Management can be divided into four main categories: Whether you work at the bench or away, the ability to organize your work and supervise those under you is critical. Management skills are important for science careers of all types. “If an individual has the capacity to learn the science of laboratory medicine, they can learn the necessary management skills, given the desire and aptitude to do so.” “Laboratory managers are often promoted from the ranks of the technical staff,” says Rodney Forsman, the past president of the Clinical Laboratory Management Association and an assistant professor emeritus at the Mayo Clinic College of Medicine in Rochester, Minnesota. Lab management can and should be learned in a more directed manner. While much can be learned from this follow-by-example approach, it has its limits. Lab management skills, while used every day by scientists, are not directly taught to young scientists. You have found that being the head of the lab is more than just making big discoveries it is about managing a small business.

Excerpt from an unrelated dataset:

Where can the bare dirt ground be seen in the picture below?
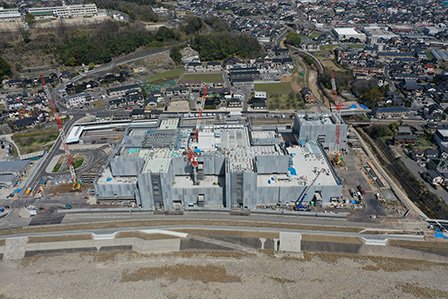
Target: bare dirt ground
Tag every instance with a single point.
(219, 275)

Get to know the people at your institution.
Be prepared when small amounts of free time. Optimize your management style for each lab member. You long to be at the heart of the lab-directing experiments, analyzing data, and writing papers-but you find yourself caught up in other tasks-ordering reagents, attending yet another meeting, doing anything but bench research. Additionally, you wanted the freedom to choose your own field of research and study what interests you most. You chose the research profession because you were fascinated with the world around you and wanted to discover on a molecular level the ways in which life exists. This has shortened our sales cycle, increased deal sizes, and we can now effectively tell our complete product story – generating multi-million-dollars of attribution in closed business.Do you ever feel you were unprepared for a career as the head of a research lab? It has reduced friction and risk by providing an easy and powerful way for customers to plan and optimize their lab space and workflows in the context of their own lab. “As a sales enablement tool, the Kaon LDT has been game-changing in elevating our sellers from vendors to trusted advisors. Easily tell your complex value story on any device, anywhere, at any time, including virtual, hybrid, and in-person sales engagements. Accelerate sales by engaging customers in an immersive educational experience of their own lab environment with recommended diagnostic lab equipment solutions so they can explore and share with other stakeholders the value and quickly build consensus. Transform your sales team into solution consultants who help customers quickly go from understanding their lab equipment needs and your value proposition to understanding optimal space, workflow, and supporting equipment requirements.